Spring aspect call on custom annotation on interface method
Asked Answered
A

3

6

I have this interface:

public interface FakeTemplate {

    @CustomAnnotation
    void foo() {

    }

}

And this implementation of the interface:

@Component
public FakeImpl implements FakeTemplate {

    @Override
    public void foo() {
        //Do Stuff
    }

}

And this aspect:

@Aspect
@Component
public class CustomAspect {

    @Before(value = "@annotation(com.fake.CustomAnnotation)")
    public void doStuffBefore(JoinPoint joinPoint} {

    }

}

I'm using spring with AspectJ enabled using: @EnableAspectJAutoProxy(proxyTargetClass = true)

My issue is that the aspect doStuffBefore method is not being called before the execution of FakeImpl's foo() method.

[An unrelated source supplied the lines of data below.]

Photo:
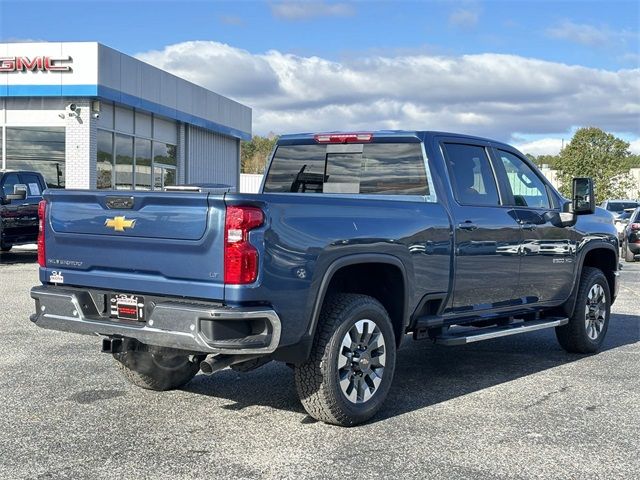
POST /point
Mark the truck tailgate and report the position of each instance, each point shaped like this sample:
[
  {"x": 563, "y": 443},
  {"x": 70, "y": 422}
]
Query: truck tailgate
[{"x": 166, "y": 243}]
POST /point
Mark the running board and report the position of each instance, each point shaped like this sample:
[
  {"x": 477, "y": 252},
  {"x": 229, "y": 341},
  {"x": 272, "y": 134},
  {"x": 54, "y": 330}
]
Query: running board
[{"x": 480, "y": 334}]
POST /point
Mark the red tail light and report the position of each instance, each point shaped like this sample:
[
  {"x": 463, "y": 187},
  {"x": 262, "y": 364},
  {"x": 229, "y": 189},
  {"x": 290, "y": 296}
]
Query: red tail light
[
  {"x": 240, "y": 257},
  {"x": 343, "y": 137},
  {"x": 42, "y": 212}
]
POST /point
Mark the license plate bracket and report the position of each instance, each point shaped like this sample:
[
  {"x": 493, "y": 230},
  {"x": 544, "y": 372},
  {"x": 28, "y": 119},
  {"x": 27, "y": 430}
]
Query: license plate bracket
[{"x": 124, "y": 306}]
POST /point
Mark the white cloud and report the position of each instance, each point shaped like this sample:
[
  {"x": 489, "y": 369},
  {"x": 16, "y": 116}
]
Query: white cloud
[
  {"x": 303, "y": 10},
  {"x": 488, "y": 94},
  {"x": 464, "y": 17},
  {"x": 543, "y": 146}
]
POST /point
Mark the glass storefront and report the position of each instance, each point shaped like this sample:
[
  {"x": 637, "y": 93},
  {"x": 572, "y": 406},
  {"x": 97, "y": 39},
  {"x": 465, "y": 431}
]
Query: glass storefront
[
  {"x": 143, "y": 164},
  {"x": 37, "y": 148},
  {"x": 141, "y": 160},
  {"x": 105, "y": 159}
]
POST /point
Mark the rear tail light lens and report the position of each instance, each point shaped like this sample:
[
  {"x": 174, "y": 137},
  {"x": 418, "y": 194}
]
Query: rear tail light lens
[
  {"x": 240, "y": 257},
  {"x": 343, "y": 137},
  {"x": 42, "y": 213}
]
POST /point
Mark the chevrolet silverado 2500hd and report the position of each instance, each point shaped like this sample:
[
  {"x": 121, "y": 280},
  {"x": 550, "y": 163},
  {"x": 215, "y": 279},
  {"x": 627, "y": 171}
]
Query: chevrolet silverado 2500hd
[{"x": 355, "y": 240}]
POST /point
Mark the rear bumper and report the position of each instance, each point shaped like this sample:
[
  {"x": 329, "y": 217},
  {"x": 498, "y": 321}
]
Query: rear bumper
[{"x": 175, "y": 323}]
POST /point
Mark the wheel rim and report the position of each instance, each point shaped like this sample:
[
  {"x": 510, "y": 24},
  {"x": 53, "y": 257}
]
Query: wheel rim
[
  {"x": 361, "y": 361},
  {"x": 595, "y": 311}
]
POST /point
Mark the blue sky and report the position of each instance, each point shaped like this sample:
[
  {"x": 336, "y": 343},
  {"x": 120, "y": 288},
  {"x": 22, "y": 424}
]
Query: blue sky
[{"x": 594, "y": 38}]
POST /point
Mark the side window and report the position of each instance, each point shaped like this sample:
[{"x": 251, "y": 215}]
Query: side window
[
  {"x": 471, "y": 174},
  {"x": 527, "y": 188},
  {"x": 33, "y": 184},
  {"x": 8, "y": 182}
]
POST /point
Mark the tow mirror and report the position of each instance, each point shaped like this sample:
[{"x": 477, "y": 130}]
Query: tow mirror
[
  {"x": 584, "y": 202},
  {"x": 19, "y": 192}
]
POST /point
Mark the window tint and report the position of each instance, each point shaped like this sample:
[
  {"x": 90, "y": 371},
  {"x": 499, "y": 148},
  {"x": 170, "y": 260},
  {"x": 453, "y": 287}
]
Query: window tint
[
  {"x": 527, "y": 188},
  {"x": 471, "y": 174},
  {"x": 378, "y": 169},
  {"x": 33, "y": 184},
  {"x": 8, "y": 182}
]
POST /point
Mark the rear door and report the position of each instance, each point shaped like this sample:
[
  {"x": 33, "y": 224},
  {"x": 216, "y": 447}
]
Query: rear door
[
  {"x": 487, "y": 235},
  {"x": 548, "y": 249}
]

It Does work when I put the @CustomAnnotation on FakeImpl instead of FakeTemplate, but I'd much prefer to put the annotation on FakeTemplate as it's in a separate API package and I've kind of delegated it as the place where I put all my annotations.

I'd also like to ensure that the CustomAnnotation is called on every class that implements FakeTemplate without remembering to put the annotation on all the implementation classes themselves.

Is there any way to get the advice to be called if the annotation is only on the interface class?

Aqueous answered 17/3, 2016 at 15:54 Comment(2)
Duplicate of this: #2848140Amphetamine
Not really, @RahulSharma , it's definitely similar, but I don't want to have to specify the interface in the aspect. I want to be able to throw the annotation on any interface and have all implementing classes of any interface the annotation is on have that advice run. I don't want to continuously have to add interface specifications to the aspect.Aqueous
G
5

Annotation inheritance doesn't work for methods in java. But you can use other pointcut expression, something like execution(public * FakeTemplate+.foo(..))

Graceless answered 17/3, 2016 at 16:32 Comment(1)
Yea, thats what I was trying to avoid. I'd like to use the annotation on multiple interfaces, so then I'd have to continuously add new interfaces to the aspect. I'm just going to add the annotation to the implementing classes, that keeps my aspect simple and, while its repeated work, makes the most sense to me. Marking your answer as correct.Aqueous
A
0

There is sort of a workaround. In your example, you can add an extra 'default' method e.g. named fooFacade to your FakeTemplate interface, annotate that with your @CustomAnnotation, and then delegate to the 'real' foo method:

public interface FakeTemplate {

    @CustomAnnotation
    default void fooFacade() {
        foo();
    }

    void foo();
}

Now whenever you call fooFacade(), execution of the pointcut on @CustomAnnotation will be triggered.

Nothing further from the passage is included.